MT-Evaluation with DiET
Judith Klein / Sabine Lehmann

 

The project DiET (Diagnostic and Evaluation Tools for Natural Language Applications http://dylan.ucd.ie/DiET) is developing a comprehensive software-package for the construction, annotation and maintenance of structured reference data for the evaluation of NLP applications. The DiET system is implemented in a configurable, open client/server architecture with a central database system managing the data, a client integrating construction, display and editing facilities and several servers supporting customisation procedures. The project will provide a substantial amount of structured test data since it builds on the TSNLP test-suites for English, French and German and will integrate and extend these data for further syntactic phenomena but also for morphological data and some discourse phenomena.

The designed annotation schema comprises linguistic annotations but also application-specific, corpus-related and evaluation-specific attributes.
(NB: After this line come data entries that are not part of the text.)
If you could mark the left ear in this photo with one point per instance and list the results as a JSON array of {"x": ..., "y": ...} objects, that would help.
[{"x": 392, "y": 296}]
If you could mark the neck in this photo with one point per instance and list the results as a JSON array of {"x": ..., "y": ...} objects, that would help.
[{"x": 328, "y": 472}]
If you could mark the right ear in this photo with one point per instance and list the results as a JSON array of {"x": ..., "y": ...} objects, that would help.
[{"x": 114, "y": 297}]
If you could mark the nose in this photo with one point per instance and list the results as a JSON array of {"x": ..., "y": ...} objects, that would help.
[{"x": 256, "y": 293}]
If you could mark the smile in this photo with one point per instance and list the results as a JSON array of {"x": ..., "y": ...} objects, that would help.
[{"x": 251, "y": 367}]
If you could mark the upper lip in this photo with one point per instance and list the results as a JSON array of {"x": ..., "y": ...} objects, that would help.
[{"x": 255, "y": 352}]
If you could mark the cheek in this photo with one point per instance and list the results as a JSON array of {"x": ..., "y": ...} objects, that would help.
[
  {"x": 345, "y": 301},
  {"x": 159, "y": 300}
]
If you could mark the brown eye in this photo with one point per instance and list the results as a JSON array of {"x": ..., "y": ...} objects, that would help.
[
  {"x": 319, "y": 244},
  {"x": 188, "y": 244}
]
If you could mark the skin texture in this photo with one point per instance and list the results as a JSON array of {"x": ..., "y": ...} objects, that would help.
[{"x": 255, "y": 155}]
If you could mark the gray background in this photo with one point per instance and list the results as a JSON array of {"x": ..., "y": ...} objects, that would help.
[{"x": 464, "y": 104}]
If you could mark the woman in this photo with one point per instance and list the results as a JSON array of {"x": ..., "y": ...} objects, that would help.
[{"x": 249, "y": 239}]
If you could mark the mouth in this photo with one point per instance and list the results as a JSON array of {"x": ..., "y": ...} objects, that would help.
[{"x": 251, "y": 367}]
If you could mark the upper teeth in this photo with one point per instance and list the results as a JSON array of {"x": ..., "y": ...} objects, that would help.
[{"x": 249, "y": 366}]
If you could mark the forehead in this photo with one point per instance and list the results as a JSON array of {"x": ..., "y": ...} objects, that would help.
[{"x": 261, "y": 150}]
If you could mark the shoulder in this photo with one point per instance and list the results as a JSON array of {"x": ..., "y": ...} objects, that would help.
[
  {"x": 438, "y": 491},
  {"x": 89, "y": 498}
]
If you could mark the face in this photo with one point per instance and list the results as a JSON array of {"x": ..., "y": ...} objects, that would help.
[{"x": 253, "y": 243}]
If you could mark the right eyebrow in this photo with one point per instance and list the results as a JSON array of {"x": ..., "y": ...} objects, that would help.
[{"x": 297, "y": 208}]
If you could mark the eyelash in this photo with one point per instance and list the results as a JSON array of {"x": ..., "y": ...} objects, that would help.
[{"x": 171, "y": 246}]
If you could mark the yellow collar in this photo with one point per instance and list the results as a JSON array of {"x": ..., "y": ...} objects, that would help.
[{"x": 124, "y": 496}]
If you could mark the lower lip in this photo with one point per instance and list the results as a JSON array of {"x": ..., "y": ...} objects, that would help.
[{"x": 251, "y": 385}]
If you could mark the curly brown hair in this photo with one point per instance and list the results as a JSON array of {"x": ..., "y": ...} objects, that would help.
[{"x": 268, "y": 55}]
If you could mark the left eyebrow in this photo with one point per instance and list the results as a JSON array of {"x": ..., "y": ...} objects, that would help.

Linguistic annotations are mainly used for classifying the data to make them as transparent as possible and to support optimal access and retrieval of relevant sets of test data.

Both, system developers and professional evaluators could take advantage of the DiET tool package in order to support diagnosis and performance-based system and comparison evaluations. The DiET client offers the users the possibility to easily construct and annotate their own test data by either choosing the desired annotation-types from a given annotation-type hierarchy or using the configuration mechanism to define new annotation schemata. Various means for customisation are offered to the users in order to adapt the DiET system and the data to new domains. Through a process of text profiling, links can be established between the structured test-items in the database and related phenomena occurring in domain-specific annotated corpora. Lexical replacement functions allow the user to adapt the vocabulary of the test-items to a specific terminology domain. The tools and database finally allow the user to set up evaluation scenarios and to record the results of test cycles.

In the context of MT evaluation a possible annotation schema will be presented. Furthermore, an evaluation scenario will be designed in order to demonstrate what steps the DiET system can support in a concrete evaluation experiment.